Empieza por el volumen, no por los sacos
Toda estimación de hormigón empieza como un volumen, y todo error empieza por el espesor. Mide el largo y el ancho con cuidado y trata luego el espesor como la cifra que decide la obra: una losa de 100 mm vertida con 20 mm de más de media —porque la subbase se hundía— supone un 20% más de hormigón del previsto. Divide el vertido en rectángulos, zapatas, pilares y peldaños, calcula cada parte por separado y súmalas. Solo cuando tengas un volumen total defendible deberías convertirlo en sacos o en un pedido de hormigón preparado. El rendimiento de los sacos varía mucho: un saco de 25 kg de mortero seco da en torno a 0,012 m³, uno de 40 kg unos 0,017 m³, y el rendimiento impreso en el envase es el dato en el que confiar por encima de cualquier regla aproximada.

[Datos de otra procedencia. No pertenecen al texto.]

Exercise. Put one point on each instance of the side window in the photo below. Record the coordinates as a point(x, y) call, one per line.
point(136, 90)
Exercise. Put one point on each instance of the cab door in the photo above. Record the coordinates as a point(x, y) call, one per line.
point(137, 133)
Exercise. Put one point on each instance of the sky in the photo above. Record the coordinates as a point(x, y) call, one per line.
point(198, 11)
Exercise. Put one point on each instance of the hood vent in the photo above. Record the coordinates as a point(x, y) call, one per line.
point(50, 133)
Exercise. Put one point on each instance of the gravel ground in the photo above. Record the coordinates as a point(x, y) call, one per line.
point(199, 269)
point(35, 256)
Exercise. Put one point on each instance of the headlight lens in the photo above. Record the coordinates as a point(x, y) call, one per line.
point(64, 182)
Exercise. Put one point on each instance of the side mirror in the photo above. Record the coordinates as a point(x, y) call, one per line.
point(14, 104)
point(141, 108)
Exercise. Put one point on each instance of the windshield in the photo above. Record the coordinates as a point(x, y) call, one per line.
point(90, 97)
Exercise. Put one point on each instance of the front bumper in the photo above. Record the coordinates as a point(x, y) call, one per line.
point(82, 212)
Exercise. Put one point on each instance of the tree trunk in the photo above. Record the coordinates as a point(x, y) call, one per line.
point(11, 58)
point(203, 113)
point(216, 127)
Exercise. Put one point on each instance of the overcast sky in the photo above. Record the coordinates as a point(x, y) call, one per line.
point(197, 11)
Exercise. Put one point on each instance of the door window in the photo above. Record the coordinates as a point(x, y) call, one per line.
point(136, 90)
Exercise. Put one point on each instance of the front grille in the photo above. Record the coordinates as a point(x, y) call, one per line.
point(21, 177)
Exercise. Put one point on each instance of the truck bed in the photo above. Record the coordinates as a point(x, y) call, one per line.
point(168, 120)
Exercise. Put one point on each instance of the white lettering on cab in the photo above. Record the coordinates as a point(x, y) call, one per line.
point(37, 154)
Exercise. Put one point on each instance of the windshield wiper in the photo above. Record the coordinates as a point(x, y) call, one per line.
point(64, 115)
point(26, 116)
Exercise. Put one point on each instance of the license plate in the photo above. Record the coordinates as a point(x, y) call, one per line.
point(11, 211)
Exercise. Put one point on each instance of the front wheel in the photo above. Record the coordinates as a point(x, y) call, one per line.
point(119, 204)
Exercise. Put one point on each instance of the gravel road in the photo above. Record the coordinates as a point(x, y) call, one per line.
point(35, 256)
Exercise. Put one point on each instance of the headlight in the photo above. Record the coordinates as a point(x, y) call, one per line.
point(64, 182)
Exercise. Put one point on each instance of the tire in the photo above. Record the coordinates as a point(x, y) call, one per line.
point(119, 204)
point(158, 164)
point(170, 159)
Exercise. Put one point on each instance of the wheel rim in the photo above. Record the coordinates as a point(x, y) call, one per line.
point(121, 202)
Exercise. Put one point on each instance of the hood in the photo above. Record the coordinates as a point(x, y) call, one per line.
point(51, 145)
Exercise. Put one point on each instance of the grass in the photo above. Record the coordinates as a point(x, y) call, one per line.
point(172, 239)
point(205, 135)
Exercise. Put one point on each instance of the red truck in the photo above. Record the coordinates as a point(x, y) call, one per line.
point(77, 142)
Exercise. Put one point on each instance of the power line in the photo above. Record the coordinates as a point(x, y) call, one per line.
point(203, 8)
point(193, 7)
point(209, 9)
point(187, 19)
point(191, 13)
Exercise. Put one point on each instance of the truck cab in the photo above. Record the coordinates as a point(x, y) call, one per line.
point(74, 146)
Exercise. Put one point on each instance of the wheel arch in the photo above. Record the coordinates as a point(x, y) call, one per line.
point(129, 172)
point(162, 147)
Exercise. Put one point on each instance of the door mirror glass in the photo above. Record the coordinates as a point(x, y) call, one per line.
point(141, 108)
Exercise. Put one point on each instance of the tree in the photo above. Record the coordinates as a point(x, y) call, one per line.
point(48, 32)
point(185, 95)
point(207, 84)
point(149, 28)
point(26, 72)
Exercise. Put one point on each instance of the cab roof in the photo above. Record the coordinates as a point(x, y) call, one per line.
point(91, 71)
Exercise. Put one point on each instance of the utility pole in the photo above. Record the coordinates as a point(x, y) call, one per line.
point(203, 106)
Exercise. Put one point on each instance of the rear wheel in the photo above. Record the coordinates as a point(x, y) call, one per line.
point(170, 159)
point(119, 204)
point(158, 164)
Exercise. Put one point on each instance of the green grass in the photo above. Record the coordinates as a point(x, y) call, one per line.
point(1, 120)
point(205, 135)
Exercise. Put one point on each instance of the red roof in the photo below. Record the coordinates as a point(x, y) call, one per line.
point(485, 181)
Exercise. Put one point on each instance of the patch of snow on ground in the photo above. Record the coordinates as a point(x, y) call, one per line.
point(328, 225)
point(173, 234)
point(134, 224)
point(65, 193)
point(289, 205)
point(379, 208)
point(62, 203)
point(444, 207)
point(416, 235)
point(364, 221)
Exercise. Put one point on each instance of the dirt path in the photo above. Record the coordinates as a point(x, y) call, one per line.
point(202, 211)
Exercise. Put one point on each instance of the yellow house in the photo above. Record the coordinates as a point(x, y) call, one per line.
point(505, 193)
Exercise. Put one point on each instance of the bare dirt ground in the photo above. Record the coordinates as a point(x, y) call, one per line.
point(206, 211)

Merma, exceso de pedido y el umbral del hormigón preparado
Añade un 5–10% a cualquier volumen de hormigón. El extremo bajo vale para un vertido encofrado sobre una base nivelada y compactada; el alto, para zapatas excavadas en terreno blando, donde la zanja se abre y se traga material sin que se note. Por debajo de aproximadamente 1 m³ (unas 1,3 yardas cúbicas) suele salir más barato y más cómodo amasar en obra a partir de sacos. Por encima de esa cifra gana el hormigón preparado en coste, homogeneidad y espalda, pero el camión suele cobrar un recargo por carga parcial, así que conviene redondear a un número entero razonable en lugar de pedir 1,9 m³ y cruzar los dedos. Si vas a hormigonar por fases, planifica las juntas antes de que llegue el camión, no mientras maniobra.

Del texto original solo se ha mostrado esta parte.